На скамью подсудимых, наряду с известными политическими деятелями, были посажены кремлёвские врачи, обвинённые в «медицинских убийствах» Куйбышева, Менжинского, Горького и его сына Максима.
Такой отбор исполнителей и жертв Троцкий объяснял тем, что «даже самый фантастический подлог приходится всё же строить из элементов действительности… Несмотря на многочисленность террористических „центров“… реально, т. е. в области трёх измерений мир наблюдал не перевороты, восстания и террористические акты, а лишь аресты, высылки и расстрелы. Правда, ГПУ могло ссылаться на один-единственный террористический акт… Труп Кирова неизменно фигурировал во всех политических процессах за последние три с лишним года. Все убивали Кирова по очереди: белогвардейцы, зиновьевцы, троцкисты, правые. Этот ресурс оказался исчерпан. Чтобы поддержать обвинительную конструкцию заговора, понадобились новые жертвы „террора“. Искать их пришлось в числе недавно умерших сановников. А так как сановники умирали в Кремле, т. е. в условиях, исключавших доступ посторонних „террористов“, то пришлось прибегнуть к обвинению кремлёвских врачей в отравлении собственных пациентов, конечно, по инструкциям Бухарина, Рыкова или, ещё хуже, Троцкого» [153].
В ряду врачей-отравителей и их пособников наиболее значительными были фигуры Плетнёва и Левина. Плетнёв был не только блестящим терапевтом, но и всемирно известным автором научных работ в области медицины. Незадолго до ареста он был проведён через позорную процедуру суда в качестве насильника, надругавшегося над своей пациенткой. 8 июня 1937 года в «Правде» появилась статья «Профессор — насильник, садист», описывающая с необычайными подробностями «зверское насилие», учинённое Плетнёвым над некой «пациенткой Б.» В статье приводилось истерическое письмо Б., в котором рассказывалось, как три года назад во время врачебного осмотра профессор, обуреваемый порывом сексуального садизма, внезапно укусил её за грудь. Этот укус 66-летнего старика оказался столь ужасен, что пациентка, по её словам, «лишилась работоспособности, стала инвалидом в результате раны и тяжёлого душевного потрясения». Письмо «поруганной женщины» заканчивалось словами: «Будьте прокляты, подлый преступник, наградивший меня неизлечимой болезнью, обезобразивший моё тело».
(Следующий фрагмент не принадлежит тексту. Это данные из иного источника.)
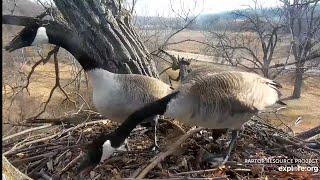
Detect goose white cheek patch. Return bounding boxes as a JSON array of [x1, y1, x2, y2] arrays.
[[31, 27, 49, 46], [100, 139, 128, 162], [100, 140, 116, 162]]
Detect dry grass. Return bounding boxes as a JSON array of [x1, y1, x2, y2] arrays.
[[2, 28, 320, 136]]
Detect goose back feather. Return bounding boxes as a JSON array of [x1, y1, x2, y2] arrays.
[[165, 71, 280, 129]]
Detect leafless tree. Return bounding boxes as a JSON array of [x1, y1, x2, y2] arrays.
[[281, 0, 320, 98], [209, 1, 283, 78]]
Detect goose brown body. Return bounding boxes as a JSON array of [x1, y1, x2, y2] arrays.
[[164, 71, 280, 129]]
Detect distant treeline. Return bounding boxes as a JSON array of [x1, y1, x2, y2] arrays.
[[134, 5, 320, 31]]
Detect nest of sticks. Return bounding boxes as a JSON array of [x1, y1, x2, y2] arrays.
[[2, 111, 320, 180]]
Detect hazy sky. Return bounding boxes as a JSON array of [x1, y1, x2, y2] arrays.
[[131, 0, 280, 16]]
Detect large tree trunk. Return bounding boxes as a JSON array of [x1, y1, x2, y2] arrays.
[[292, 63, 304, 99], [54, 0, 159, 78]]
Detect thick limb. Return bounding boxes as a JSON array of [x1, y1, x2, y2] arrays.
[[222, 130, 239, 164]]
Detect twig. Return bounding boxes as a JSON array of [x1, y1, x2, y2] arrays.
[[2, 124, 52, 141], [59, 151, 83, 174], [137, 127, 205, 179], [35, 169, 52, 180]]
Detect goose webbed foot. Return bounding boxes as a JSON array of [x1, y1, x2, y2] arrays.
[[203, 130, 239, 165]]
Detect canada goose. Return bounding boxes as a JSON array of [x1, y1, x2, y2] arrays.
[[79, 71, 285, 172], [5, 24, 172, 154]]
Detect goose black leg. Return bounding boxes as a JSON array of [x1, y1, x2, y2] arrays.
[[222, 130, 239, 164]]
В медицинских кругах было хорошо известно, что таинственной пациенткой Б. является некая Брауде, физически безобразная и психически больная женщина, тайная осведомительница НКВД, шантажировавшая Плетнёва ещё до публикации фантастической статьи «Правды». Тем не менее по команде свыше в газетах немедленно стали появляться письма известных медиков и резолюции врачебных митингов с требованиями «самого сурового приговора этому извергу».
Опубликованное вскоре сообщение о закрытом заседании московского городского суда извещало, что Плетнёв приговорён условно к двум годам лишения свободы, т. е. фактически освобождён от всякого наказания. Комментируя это решение, Троцкий писал: «В СССР приговаривают нередко к расстрелу за кражу мешка муки. Тем более можно было ожидать беспощадного приговора над врачом-насильником… Приговор казался таким же неожиданным, как раньше — обвинение… Обвинение в садизме было с таким оглушительным шумом выдвинуто… только для того, чтобы сломить волю старого врача, отца семьи, и сделать из него послушное орудие в руках ГПУ для будущего политического процесса» [154].
Спустя несколько месяцев Плетнёв, прошедший через потрясение чудовищной интригой и неслыханным позором, был арестован. Как он писал впоследствии в заявлениях из Владимирской тюрьмы, во время следствия к нему «применялась ужасающая ругань, угрозы смертной казнью, таскание за шиворот, душение за горло, пытка недосыпанием, в течение пяти недель сон по 2—3 часа в сутки, угрозы вырвать у меня глотку и с ней признание, угрозы избиением резиновой палкой… Всем этим я был доведён до паралича половины тела» [155].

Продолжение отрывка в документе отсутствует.